When you’re asked to review the online reputation of a 3-star army general, you choose your words carefully. When that general used to be in charge of the missile defense system, and has a reputation for being “toxic,” you choose your words very carefully.
I spoke with the Army Times, who asked me to look at the Google profile of Retired Lt. Gen. Patrick O’Reilly and speculate whether he had hired a reputation management firm. I told them…
“It does look like a classic case of reputation management,” said Andy Beal, author of Repped: 30 Days to a Better Online Reputation. “A quick perusal for the search results for his name indicate there has been a deliberate attempt to take control of what shows up in Google. You have multiple social media accounts, all talking about him in the third person, all talking about him in a positive light. If there is something negative trying to be suppressed, this is how you would do that.”
Then there’s this…
While Beal had no first-hand knowledge of O’Reilly’s dealings with OptimizeUp, he estimated, based on search results, that O’Reilly had launched an extensive campaign of several months that cost between $10,000 and $15,000. The campaign appeared to have involved registering and posting profiles, and ghostwriting entries.

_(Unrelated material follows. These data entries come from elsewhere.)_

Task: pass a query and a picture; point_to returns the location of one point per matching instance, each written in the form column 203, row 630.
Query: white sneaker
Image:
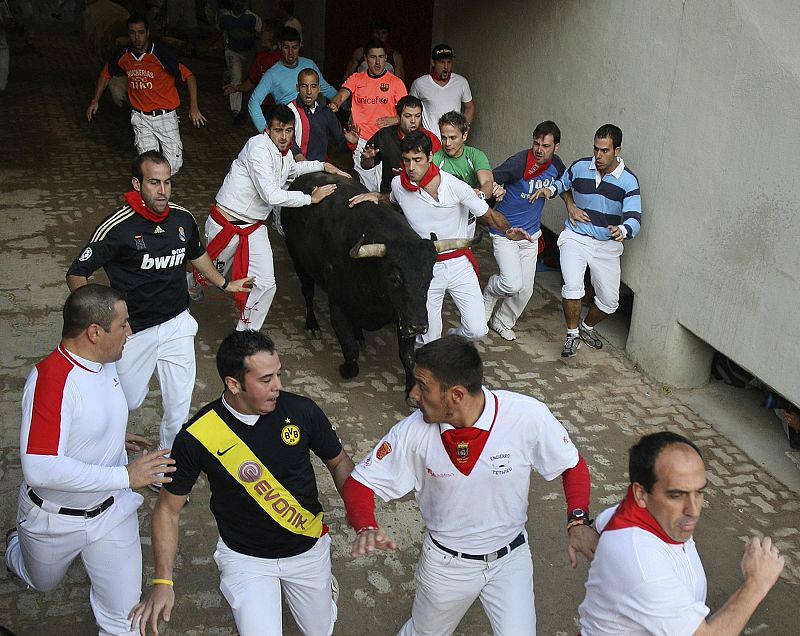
column 195, row 290
column 488, row 305
column 504, row 332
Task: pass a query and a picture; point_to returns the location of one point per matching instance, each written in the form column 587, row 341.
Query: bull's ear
column 357, row 247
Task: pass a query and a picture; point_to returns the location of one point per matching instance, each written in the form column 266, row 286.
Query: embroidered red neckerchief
column 530, row 166
column 134, row 199
column 465, row 445
column 408, row 184
column 630, row 515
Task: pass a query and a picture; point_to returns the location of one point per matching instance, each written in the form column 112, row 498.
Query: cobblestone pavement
column 60, row 176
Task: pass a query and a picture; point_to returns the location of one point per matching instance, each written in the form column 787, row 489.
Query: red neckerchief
column 530, row 167
column 464, row 445
column 134, row 199
column 630, row 515
column 305, row 128
column 241, row 257
column 409, row 185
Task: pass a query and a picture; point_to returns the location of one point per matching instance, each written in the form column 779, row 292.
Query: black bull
column 375, row 269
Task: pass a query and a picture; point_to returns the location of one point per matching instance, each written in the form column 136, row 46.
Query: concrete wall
column 706, row 93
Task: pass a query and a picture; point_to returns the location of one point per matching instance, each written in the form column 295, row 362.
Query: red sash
column 630, row 515
column 464, row 445
column 409, row 185
column 241, row 259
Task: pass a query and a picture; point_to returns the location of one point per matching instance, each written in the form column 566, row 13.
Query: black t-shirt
column 144, row 260
column 243, row 525
column 387, row 140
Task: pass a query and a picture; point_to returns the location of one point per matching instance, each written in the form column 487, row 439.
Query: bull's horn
column 444, row 245
column 371, row 250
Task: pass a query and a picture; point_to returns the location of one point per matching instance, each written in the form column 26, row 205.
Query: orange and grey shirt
column 151, row 77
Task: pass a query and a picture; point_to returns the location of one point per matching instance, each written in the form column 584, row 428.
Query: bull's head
column 405, row 269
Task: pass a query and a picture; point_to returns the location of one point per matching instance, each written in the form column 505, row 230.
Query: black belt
column 492, row 556
column 74, row 512
column 154, row 113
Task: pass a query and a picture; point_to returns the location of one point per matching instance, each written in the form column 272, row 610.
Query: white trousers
column 47, row 543
column 236, row 63
column 167, row 349
column 514, row 284
column 457, row 277
column 446, row 586
column 601, row 257
column 253, row 586
column 371, row 179
column 159, row 132
column 259, row 300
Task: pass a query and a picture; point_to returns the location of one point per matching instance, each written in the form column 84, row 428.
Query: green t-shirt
column 464, row 167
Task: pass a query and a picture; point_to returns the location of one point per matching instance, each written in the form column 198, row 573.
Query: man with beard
column 314, row 126
column 383, row 150
column 152, row 70
column 143, row 248
column 280, row 80
column 522, row 175
column 256, row 186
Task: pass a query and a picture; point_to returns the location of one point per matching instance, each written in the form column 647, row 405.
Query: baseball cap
column 442, row 52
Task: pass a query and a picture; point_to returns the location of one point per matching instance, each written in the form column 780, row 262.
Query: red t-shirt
column 373, row 98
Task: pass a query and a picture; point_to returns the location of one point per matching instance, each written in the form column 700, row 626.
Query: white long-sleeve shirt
column 257, row 181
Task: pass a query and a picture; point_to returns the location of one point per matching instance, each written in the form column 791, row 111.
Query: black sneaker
column 590, row 338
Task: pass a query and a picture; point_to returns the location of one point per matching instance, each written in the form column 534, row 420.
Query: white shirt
column 448, row 217
column 72, row 439
column 486, row 510
column 257, row 180
column 438, row 100
column 639, row 585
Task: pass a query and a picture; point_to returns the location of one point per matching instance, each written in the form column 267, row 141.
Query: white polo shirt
column 438, row 100
column 639, row 585
column 258, row 179
column 487, row 509
column 448, row 217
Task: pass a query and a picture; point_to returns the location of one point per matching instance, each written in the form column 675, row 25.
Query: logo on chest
column 290, row 434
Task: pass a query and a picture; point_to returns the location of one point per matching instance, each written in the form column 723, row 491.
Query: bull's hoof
column 348, row 370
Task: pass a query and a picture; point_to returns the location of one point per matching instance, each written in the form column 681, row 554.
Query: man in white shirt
column 438, row 203
column 442, row 90
column 467, row 454
column 647, row 577
column 256, row 186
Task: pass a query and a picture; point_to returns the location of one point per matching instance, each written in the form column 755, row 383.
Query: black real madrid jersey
column 144, row 260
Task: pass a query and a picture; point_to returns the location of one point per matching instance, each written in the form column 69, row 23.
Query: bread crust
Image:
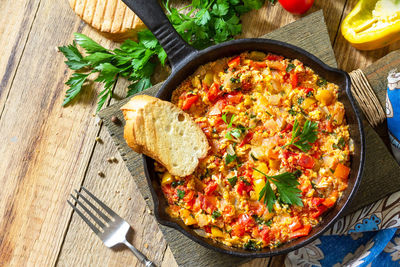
column 165, row 133
column 112, row 18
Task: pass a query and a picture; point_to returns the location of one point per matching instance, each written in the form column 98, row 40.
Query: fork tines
column 95, row 218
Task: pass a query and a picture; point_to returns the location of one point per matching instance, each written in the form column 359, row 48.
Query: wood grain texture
column 46, row 147
column 15, row 24
column 298, row 33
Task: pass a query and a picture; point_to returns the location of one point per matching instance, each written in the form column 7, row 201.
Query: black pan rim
column 308, row 240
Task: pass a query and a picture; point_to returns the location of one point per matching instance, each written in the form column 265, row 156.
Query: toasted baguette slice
column 162, row 131
column 111, row 17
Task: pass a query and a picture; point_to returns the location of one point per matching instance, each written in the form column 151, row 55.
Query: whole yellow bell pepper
column 372, row 24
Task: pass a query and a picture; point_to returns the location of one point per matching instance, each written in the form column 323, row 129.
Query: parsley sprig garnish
column 201, row 24
column 302, row 139
column 286, row 184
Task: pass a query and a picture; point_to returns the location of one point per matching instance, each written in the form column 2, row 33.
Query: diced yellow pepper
column 325, row 97
column 187, row 217
column 216, row 232
column 308, row 102
column 258, row 186
column 167, row 178
column 274, row 163
column 209, row 78
column 262, row 167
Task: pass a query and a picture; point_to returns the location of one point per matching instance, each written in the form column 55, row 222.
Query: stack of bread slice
column 111, row 17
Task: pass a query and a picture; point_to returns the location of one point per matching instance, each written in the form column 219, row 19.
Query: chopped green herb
column 253, row 157
column 251, row 245
column 216, row 214
column 230, row 158
column 321, row 82
column 286, row 184
column 261, row 221
column 290, row 67
column 232, row 180
column 302, row 139
column 235, row 80
column 180, row 193
column 175, row 184
column 245, row 181
column 340, row 144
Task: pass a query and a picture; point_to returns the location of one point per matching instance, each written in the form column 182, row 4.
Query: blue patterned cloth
column 369, row 237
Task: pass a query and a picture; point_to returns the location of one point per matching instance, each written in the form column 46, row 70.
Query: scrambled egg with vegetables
column 280, row 151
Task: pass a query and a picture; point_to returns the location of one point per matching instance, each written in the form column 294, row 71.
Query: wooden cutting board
column 309, row 33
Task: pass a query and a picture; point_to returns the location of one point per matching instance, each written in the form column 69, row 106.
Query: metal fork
column 113, row 230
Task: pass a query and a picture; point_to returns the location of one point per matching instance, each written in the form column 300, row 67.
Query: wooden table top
column 47, row 150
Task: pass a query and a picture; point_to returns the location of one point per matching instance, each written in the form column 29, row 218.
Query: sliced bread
column 164, row 132
column 111, row 17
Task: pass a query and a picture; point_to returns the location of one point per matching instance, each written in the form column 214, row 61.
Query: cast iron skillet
column 184, row 61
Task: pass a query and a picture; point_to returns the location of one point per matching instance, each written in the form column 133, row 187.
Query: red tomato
column 296, row 6
column 213, row 92
column 305, row 161
column 234, row 62
column 189, row 101
column 294, row 81
column 247, row 139
column 273, row 57
column 211, row 187
column 234, row 98
column 217, row 108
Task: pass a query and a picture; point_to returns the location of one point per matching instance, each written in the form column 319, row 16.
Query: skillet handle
column 150, row 12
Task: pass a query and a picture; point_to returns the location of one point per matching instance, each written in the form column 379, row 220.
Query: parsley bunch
column 131, row 60
column 205, row 22
column 302, row 139
column 286, row 184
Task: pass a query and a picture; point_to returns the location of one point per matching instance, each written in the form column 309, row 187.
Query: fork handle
column 142, row 258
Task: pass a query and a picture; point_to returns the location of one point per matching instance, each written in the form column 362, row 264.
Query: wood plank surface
column 48, row 150
column 297, row 33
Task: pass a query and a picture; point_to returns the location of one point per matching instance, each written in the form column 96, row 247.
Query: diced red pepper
column 213, row 92
column 341, row 172
column 189, row 101
column 246, row 139
column 307, row 89
column 242, row 187
column 234, row 62
column 259, row 64
column 246, row 86
column 211, row 187
column 234, row 98
column 301, row 232
column 306, row 162
column 238, row 230
column 288, row 128
column 217, row 108
column 296, row 224
column 294, row 81
column 274, row 57
column 207, row 229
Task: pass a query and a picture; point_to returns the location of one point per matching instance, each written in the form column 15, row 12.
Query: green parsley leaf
column 216, row 214
column 180, row 193
column 232, row 180
column 321, row 82
column 340, row 144
column 230, row 158
column 286, row 185
column 302, row 139
column 75, row 83
column 290, row 67
column 251, row 245
column 88, row 44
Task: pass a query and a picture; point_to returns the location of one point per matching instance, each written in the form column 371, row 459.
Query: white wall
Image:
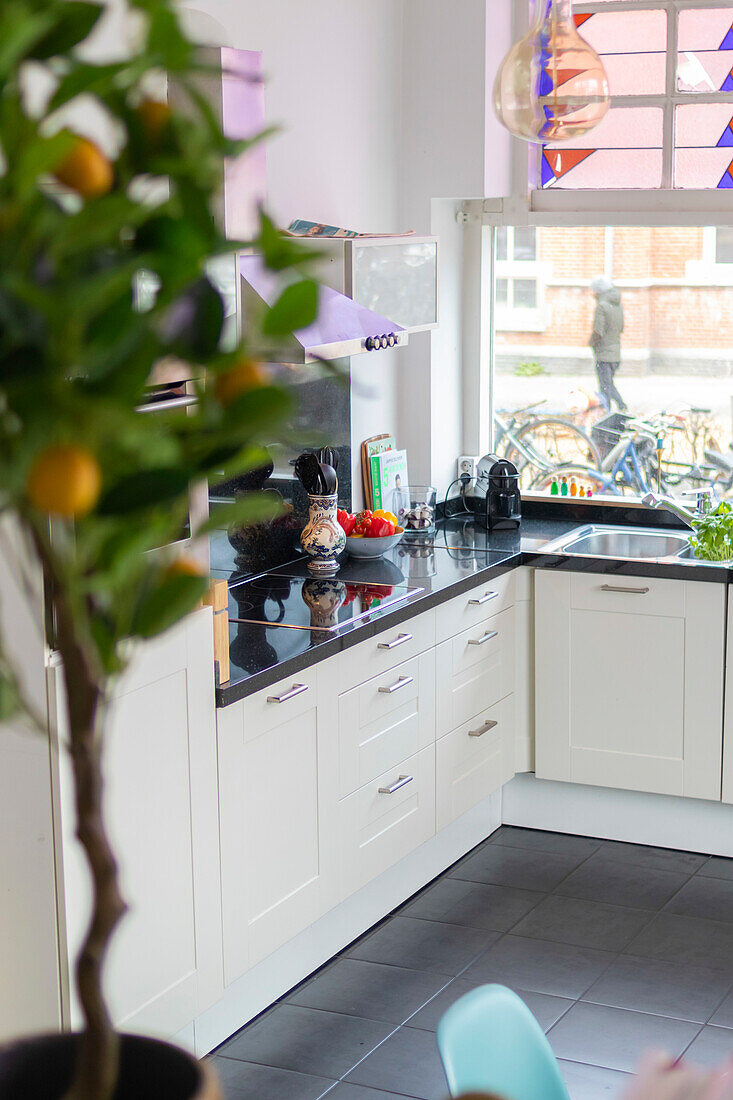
column 386, row 124
column 334, row 84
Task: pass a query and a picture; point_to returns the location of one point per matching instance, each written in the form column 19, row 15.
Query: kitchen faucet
column 702, row 504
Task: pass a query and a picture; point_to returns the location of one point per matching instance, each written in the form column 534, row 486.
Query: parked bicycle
column 537, row 446
column 631, row 464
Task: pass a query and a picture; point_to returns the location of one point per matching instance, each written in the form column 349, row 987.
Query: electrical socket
column 467, row 464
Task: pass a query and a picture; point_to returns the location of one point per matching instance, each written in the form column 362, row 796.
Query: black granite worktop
column 416, row 575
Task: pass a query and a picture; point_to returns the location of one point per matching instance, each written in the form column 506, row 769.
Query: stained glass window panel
column 633, row 47
column 706, row 50
column 703, row 139
column 625, row 153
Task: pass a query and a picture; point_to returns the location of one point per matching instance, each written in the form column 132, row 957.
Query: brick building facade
column 677, row 293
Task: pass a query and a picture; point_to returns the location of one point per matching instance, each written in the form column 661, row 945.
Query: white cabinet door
column 161, row 794
column 274, row 846
column 473, row 761
column 473, row 670
column 630, row 682
column 385, row 721
column 728, row 728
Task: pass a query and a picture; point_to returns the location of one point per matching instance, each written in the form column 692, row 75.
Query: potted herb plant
column 91, row 485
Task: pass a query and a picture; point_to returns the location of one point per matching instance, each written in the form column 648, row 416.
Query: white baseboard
column 657, row 820
column 269, row 980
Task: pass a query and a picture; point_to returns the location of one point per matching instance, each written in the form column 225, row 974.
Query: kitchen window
column 520, row 292
column 670, row 123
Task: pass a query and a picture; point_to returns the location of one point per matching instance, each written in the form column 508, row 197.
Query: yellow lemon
column 245, row 375
column 154, row 117
column 86, row 169
column 65, row 481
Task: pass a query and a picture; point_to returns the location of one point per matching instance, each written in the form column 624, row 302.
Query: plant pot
column 41, row 1068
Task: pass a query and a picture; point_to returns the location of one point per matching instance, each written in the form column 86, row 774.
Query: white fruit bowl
column 372, row 548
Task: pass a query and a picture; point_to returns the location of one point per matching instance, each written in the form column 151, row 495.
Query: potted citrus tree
column 93, row 485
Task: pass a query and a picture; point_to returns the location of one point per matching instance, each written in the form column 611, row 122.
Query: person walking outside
column 605, row 339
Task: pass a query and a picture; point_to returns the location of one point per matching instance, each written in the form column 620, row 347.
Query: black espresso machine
column 496, row 493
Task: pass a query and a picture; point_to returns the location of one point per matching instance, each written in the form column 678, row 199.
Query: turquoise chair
column 490, row 1042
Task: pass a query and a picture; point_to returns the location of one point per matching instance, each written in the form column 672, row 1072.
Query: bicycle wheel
column 542, row 444
column 583, row 476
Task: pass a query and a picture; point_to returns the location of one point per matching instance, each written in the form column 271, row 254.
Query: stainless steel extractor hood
column 342, row 327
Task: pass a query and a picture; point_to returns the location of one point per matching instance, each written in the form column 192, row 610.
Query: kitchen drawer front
column 474, row 670
column 386, row 650
column 296, row 694
column 473, row 761
column 378, row 828
column 635, row 595
column 473, row 606
column 385, row 721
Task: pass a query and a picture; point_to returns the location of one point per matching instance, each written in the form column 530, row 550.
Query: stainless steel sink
column 645, row 543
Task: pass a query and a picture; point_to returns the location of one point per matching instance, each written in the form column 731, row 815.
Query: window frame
column 558, row 200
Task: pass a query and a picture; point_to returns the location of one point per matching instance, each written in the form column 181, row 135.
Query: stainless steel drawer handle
column 400, row 640
column 401, row 781
column 401, row 682
column 619, row 587
column 295, row 690
column 479, row 601
column 483, row 729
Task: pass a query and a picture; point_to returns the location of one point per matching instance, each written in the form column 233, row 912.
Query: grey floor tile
column 424, row 945
column 244, row 1079
column 346, row 1091
column 687, row 939
column 474, row 904
column 660, row 987
column 723, row 1015
column 547, row 1010
column 712, row 1046
column 535, row 839
column 718, row 867
column 663, row 859
column 408, row 1063
column 622, row 883
column 324, row 1044
column 614, row 1037
column 516, row 867
column 539, row 966
column 369, row 990
column 583, row 923
column 704, row 897
column 592, row 1082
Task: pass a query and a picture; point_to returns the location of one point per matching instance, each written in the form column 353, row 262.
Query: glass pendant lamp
column 551, row 86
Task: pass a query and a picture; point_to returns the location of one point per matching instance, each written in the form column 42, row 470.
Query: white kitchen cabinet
column 385, row 721
column 728, row 726
column 386, row 820
column 160, row 767
column 628, row 675
column 474, row 760
column 474, row 669
column 276, row 751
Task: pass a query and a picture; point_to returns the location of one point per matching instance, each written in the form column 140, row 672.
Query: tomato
column 363, row 523
column 379, row 528
column 348, row 521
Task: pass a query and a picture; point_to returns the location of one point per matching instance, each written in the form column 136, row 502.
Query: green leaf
column 143, row 490
column 173, row 597
column 10, row 701
column 295, row 308
column 74, row 22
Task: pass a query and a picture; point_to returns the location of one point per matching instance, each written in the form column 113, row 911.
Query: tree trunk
column 97, row 1066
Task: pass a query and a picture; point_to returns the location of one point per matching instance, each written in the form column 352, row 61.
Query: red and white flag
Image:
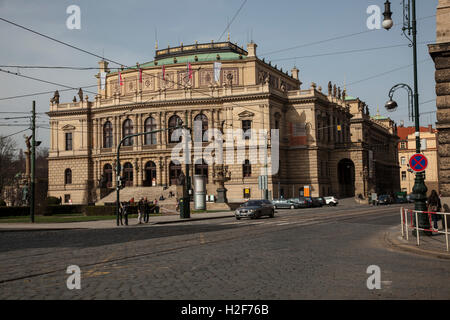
column 189, row 70
column 120, row 79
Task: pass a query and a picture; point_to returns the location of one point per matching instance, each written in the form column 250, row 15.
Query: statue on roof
column 55, row 98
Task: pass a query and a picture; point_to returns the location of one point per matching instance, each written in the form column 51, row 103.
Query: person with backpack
column 434, row 205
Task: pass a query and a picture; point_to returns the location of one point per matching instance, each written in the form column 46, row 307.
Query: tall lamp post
column 410, row 27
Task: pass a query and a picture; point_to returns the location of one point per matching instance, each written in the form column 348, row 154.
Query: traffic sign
column 418, row 162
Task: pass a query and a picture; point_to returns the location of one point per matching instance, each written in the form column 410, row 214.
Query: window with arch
column 247, row 168
column 107, row 135
column 201, row 118
column 127, row 130
column 68, row 176
column 173, row 122
column 150, row 125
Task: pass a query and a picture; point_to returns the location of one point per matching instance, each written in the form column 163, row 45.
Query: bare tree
column 7, row 161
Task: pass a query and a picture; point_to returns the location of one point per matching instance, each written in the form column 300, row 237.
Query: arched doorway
column 174, row 172
column 346, row 178
column 107, row 175
column 128, row 174
column 150, row 174
column 201, row 168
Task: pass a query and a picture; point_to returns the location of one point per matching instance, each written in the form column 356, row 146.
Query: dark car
column 301, row 202
column 384, row 199
column 255, row 209
column 285, row 204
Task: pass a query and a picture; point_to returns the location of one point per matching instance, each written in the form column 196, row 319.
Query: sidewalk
column 106, row 224
column 429, row 245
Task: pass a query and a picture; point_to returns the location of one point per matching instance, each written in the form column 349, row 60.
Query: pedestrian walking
column 140, row 210
column 146, row 210
column 126, row 211
column 434, row 205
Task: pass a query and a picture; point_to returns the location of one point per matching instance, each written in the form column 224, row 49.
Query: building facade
column 328, row 143
column 407, row 148
column 440, row 52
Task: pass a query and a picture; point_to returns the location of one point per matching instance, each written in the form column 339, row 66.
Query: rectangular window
column 246, row 127
column 68, row 140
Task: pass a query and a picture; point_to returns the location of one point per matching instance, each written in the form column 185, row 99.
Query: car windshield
column 252, row 203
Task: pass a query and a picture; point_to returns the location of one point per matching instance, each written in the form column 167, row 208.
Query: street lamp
column 410, row 27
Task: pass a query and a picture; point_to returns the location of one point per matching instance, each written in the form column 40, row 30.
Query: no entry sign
column 418, row 162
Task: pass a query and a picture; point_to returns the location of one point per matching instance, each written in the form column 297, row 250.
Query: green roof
column 190, row 58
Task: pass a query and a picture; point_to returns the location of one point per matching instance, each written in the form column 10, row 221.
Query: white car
column 331, row 201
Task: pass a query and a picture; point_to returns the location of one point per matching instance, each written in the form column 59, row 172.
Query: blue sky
column 125, row 31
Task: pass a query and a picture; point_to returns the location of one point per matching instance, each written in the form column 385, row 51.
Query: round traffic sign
column 418, row 162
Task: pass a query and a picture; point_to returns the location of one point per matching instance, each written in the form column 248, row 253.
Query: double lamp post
column 410, row 28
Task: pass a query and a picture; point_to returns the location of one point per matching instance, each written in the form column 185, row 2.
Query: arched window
column 68, row 176
column 128, row 174
column 173, row 122
column 150, row 174
column 247, row 169
column 107, row 135
column 150, row 125
column 200, row 120
column 107, row 175
column 127, row 130
column 201, row 168
column 174, row 172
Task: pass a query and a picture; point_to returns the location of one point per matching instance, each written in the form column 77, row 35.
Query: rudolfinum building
column 328, row 143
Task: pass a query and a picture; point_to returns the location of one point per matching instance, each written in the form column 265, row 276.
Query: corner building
column 329, row 144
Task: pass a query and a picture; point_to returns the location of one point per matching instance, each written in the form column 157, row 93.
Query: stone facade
column 440, row 52
column 328, row 142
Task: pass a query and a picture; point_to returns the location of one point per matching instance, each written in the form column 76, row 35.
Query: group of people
column 143, row 208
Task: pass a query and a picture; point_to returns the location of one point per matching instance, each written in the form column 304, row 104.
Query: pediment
column 68, row 127
column 246, row 114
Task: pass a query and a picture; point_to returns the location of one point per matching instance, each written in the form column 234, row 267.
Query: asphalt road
column 320, row 253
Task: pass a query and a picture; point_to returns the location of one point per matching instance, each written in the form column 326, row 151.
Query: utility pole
column 33, row 162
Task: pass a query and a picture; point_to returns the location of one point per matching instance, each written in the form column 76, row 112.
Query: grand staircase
column 151, row 193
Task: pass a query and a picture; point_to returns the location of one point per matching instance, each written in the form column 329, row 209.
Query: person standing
column 141, row 209
column 146, row 210
column 434, row 205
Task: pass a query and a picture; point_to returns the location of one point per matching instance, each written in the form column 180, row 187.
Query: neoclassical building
column 328, row 143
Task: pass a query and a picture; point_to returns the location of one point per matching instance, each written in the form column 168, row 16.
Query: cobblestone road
column 300, row 254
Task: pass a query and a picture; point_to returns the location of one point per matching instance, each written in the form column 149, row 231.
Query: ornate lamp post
column 410, row 27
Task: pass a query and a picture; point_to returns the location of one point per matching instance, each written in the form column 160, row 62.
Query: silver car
column 254, row 209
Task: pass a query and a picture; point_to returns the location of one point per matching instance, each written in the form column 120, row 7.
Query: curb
column 392, row 241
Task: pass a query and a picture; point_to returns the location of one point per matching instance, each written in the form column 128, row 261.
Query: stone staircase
column 137, row 193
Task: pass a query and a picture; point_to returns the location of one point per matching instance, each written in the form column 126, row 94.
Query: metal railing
column 413, row 217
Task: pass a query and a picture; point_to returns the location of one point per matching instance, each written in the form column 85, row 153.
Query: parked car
column 255, row 209
column 301, row 202
column 384, row 199
column 322, row 201
column 315, row 202
column 331, row 201
column 285, row 204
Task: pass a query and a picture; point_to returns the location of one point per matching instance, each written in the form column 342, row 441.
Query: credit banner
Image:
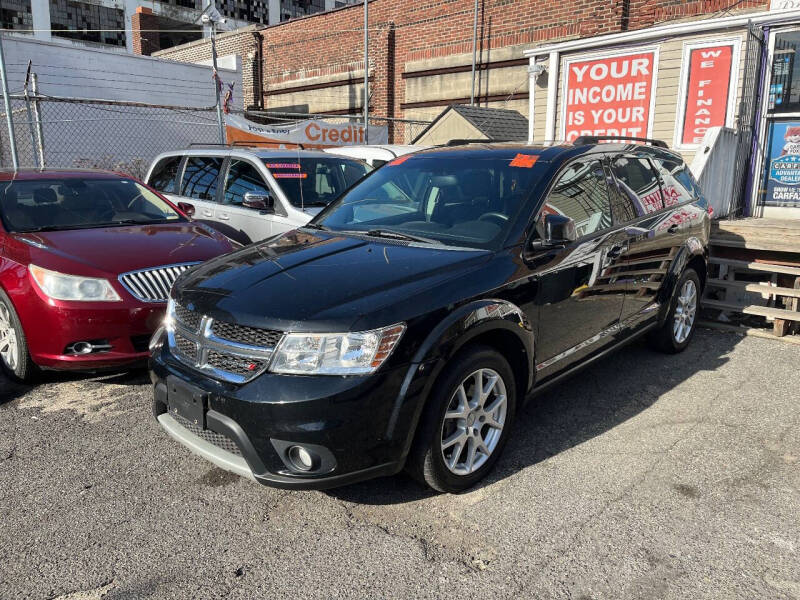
column 309, row 134
column 609, row 96
column 783, row 166
column 707, row 91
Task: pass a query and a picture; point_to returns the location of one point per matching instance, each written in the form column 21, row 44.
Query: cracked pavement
column 646, row 476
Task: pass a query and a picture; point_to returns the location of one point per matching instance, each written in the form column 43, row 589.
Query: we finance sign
column 610, row 95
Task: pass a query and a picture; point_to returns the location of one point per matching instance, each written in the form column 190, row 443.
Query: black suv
column 406, row 324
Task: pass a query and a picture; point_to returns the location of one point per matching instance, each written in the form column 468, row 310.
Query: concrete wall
column 82, row 72
column 102, row 135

As you can see, even though it clearly looks like he hired an ORM firm, I wasn’t about to make that accusation a fact.
However, Business Insider picked up on the story, and apparently doesn’t share the same caution. The title of its post reads…
Toxic General Pays $15,000 To Try To Whitewash Negative Search Engine Results
That’s a bit of a stretch, but I guess they wanted a headline that would get clicked.
The lessons here?
First, if you implement a reputation clean-up campaign, try not to make it so obvious that your detractors call you out on it.
Second, fact checking takes second place to sensational headlines.